The principal terms of the acquisition require Tanga to pay “approximately” $150,000 to the vendor, including initial payments and transaction costs. Tanga is also responsible for managing and funding future, staged exploration activities.
In consideration, Tanga will earn an 80 per cent equity interest provided it meets the minimum expenditure required on any granted licence over 12 months and keeps the licence in good standing, as a part of Stage 1. Tanga will also fund the work program of exploration to a successful discovery, including resource estimation and pre-feasibility study milestones under Stage 2.
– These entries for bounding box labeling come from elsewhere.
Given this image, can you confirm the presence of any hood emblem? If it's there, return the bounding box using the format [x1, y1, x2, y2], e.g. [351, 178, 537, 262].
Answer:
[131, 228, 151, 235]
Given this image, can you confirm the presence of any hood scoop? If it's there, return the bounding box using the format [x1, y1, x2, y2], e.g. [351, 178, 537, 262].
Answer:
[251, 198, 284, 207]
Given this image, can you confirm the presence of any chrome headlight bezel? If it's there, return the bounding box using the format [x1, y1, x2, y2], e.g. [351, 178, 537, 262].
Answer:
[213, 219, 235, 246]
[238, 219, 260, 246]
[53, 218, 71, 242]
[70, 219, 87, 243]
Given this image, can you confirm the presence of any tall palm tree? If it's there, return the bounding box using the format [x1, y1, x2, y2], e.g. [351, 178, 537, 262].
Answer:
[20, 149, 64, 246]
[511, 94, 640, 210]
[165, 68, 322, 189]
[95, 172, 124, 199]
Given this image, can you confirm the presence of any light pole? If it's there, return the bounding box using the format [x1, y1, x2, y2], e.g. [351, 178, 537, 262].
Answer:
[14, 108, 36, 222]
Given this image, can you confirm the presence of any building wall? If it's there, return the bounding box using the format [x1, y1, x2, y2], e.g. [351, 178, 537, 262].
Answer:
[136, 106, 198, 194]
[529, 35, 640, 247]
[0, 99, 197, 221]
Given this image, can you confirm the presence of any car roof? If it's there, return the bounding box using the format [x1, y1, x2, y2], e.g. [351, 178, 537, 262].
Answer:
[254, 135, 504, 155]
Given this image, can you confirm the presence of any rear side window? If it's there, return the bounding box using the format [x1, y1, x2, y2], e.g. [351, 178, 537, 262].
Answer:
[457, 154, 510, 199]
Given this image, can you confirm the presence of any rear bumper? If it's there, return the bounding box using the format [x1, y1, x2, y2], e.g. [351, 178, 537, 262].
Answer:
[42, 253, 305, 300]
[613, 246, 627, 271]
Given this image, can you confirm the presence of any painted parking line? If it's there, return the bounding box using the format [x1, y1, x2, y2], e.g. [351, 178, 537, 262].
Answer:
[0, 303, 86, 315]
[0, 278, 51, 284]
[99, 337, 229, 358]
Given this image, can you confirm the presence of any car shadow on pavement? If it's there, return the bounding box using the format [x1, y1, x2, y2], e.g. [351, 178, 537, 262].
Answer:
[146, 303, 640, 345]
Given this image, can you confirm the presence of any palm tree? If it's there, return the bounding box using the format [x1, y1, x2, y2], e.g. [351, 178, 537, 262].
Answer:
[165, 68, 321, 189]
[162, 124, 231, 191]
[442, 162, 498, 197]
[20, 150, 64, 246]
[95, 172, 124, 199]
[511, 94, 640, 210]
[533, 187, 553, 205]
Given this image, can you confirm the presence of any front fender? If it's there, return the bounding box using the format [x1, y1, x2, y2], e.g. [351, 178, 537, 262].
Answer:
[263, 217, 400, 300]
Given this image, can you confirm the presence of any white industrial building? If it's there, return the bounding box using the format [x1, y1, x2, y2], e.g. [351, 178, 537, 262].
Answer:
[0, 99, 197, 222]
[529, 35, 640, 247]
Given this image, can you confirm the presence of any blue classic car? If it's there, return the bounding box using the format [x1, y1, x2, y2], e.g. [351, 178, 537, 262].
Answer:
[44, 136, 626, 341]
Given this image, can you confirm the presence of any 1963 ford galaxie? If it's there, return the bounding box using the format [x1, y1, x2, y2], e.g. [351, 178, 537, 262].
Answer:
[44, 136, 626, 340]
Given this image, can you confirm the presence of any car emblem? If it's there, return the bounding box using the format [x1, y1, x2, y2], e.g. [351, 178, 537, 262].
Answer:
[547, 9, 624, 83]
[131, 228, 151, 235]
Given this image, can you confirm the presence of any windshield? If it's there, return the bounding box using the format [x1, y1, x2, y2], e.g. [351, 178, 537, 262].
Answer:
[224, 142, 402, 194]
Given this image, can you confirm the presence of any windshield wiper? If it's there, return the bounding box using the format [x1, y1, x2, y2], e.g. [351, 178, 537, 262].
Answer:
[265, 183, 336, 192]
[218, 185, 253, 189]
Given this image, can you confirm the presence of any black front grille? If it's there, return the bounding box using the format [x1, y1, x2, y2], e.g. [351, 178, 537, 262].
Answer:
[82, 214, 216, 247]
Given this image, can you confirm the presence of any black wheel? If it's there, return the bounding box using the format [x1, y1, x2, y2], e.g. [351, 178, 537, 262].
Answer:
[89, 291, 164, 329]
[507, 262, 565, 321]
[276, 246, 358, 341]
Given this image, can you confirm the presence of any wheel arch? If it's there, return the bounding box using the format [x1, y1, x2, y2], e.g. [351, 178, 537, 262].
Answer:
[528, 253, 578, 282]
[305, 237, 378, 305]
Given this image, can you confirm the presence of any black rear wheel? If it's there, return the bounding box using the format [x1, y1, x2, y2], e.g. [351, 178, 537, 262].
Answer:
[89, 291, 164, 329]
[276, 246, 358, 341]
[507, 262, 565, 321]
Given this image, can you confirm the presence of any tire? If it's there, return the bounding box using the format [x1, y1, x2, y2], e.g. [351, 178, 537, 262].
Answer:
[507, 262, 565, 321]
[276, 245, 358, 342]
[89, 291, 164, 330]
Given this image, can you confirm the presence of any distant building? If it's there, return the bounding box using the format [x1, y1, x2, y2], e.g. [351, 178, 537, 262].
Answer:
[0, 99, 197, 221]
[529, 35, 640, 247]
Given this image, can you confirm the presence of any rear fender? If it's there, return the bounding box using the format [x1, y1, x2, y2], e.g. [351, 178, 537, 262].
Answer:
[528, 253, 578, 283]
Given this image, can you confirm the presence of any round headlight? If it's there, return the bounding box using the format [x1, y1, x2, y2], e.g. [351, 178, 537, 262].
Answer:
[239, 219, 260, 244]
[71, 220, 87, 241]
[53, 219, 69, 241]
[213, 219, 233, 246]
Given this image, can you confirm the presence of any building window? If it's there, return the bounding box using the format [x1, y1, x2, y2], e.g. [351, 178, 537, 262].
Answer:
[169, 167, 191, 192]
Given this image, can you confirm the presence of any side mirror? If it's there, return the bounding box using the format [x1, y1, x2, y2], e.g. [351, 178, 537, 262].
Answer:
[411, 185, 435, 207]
In the event of a discovery being made and Stage 2 being completed, Tanga said the minority partner has an option of contributing its 20 per cent share of subsequent costs.
If Tanga’s JV partner opts to dilute and its interest falls below 10 per cent, the interest will instead convert to a 2 per cent Net Smelter Return Royalty, “NSR Royalty”, on future gold production from mining operations on any of the Côte d’Ivoire project’s tenements. The company may also, at any time, purchase from the minority shareholder half of the NSR Royalty, reducing the NSR Royalty to 1 per cent, for a purchase price of US$10 million.
Tanga said it would also make additional payments of $150,000 to the joint venture partners upon the first exploration license being granted under two of the three JVs.
At the same time as detailing the acquisition, the company also announced the appointment of chartered accountant, Steven Michael as a Non-Executive Director.
Mr Michael, managing director of FTI Consulting, brings to the company more than 25 years’ experience in the global resources sector, specialising in corporate finance and equity capital markets with a CV that includes stints with Macquarie Bank, Rothschild and Royal Bank of Canada.
Mr Michael is also a Non-Executive Director of Predictive Discovery and was previously Managing Director of ASX-listed Arrow Minerals Limited which held several gold exploration projects in Burkina Faso.
Tanga has said while plans are to prioritise exploration on its newly acquired Côte d’Ivoire projects, the company will, concurrently, continue to forge ahead with exploration work at its Damara gold project in Namibia.